Jezus nu riep en zei: Wie in Mij gelooft, gelooft niet in Míj maar in Hem Die Mij gezonden heeft. En wie Mij ziet, ziet Hem Die Mij gezonden heeft. (Johannes 12:44-45)

Want de woorden die U Mij gegeven hebt, heb Ik hun gegeven, en zij hebben ze aangenomen, en zij hebben daadwerkelijk erkend dat Ik van U uitgegaan ben, en hebben geloofd dat U Mij gezonden hebt. (Johannes 17:8)

Jezus is gestuurd door God de Vader. Dit laat zien waar Jezus vandaan kwam, namelijk vanuit God in de hemel, maar dit laat ook zien dat Jezus een speciaal doel had te vervullen op de aarde, en dat dit doel ook vanuit God kwam.

(…) want de werken die de Vader Mij gegeven heeft om die te volbrengen, juist die werken die Ik doe, getuigen van Mij dat de Vader Mij gezonden heeft.
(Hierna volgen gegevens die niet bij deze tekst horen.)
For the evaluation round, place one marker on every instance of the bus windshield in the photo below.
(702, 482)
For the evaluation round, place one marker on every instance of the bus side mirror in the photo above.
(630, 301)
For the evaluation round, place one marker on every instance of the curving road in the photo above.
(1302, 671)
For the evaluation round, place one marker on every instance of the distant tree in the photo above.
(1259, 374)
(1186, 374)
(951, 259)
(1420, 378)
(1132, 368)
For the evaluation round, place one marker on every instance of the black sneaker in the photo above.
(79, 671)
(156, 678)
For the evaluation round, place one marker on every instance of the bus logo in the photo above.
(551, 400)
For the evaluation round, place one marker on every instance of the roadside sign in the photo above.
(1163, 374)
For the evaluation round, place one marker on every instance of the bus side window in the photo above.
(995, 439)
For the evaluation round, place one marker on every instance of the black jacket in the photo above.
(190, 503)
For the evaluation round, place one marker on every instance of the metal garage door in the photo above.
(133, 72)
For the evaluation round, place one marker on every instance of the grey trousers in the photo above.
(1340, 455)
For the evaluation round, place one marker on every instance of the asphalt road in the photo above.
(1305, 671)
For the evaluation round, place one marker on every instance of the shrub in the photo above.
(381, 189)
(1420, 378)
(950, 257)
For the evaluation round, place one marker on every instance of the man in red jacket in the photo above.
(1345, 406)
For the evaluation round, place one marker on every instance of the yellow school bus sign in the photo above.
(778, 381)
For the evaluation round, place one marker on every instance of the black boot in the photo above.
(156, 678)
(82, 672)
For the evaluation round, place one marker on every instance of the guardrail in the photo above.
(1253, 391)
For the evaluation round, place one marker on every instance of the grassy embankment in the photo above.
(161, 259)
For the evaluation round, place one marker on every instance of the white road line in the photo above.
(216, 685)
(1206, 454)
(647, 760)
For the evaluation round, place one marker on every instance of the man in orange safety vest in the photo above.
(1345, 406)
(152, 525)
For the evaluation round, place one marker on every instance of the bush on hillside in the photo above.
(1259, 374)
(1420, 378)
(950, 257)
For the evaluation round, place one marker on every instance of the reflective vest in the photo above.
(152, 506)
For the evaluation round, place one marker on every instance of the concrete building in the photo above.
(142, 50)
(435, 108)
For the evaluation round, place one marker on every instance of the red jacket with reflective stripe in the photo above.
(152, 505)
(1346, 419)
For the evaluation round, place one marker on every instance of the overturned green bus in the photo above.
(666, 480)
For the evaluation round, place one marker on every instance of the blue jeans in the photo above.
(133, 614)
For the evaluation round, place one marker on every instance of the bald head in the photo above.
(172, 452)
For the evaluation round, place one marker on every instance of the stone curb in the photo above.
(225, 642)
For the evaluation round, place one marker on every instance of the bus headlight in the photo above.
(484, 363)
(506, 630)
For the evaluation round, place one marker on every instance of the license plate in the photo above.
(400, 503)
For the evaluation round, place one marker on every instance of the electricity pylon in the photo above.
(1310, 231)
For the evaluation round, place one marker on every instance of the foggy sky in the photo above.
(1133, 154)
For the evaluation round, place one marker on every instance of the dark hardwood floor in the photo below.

En de Vader, Die Mij gezonden heeft, Die heeft Zelf van Mij getuigd. (…) En Zijn woord hebt u niet blijvend in u, omdat u Hem niet gelooft Die Hij gezonden heeft. (Johannes 5:36-38)

Jezus sprak tegen Joden die niet in Hem geloofden. Jezus verweet hun dat zij niet geloofden in Hem, terwijl Hij was uitgegaan van God de Vader. Jezus was niet een gewone mens uit een gewoon huwelijk, Jezus was uitgegaan van God.

De moeder van Jezus, de maagd Maria, ontving Jezus door de bevruchting van de Heilige Geest. Jezus is dus ‘uit God geboren’. Toen Jezus op aarde kwam, was Hij voor honderd procent mens en voor honderd procent God.

Want in Hem woont heel de volheid van de Godheid lichamelijk. (Kolossenzen 2:9)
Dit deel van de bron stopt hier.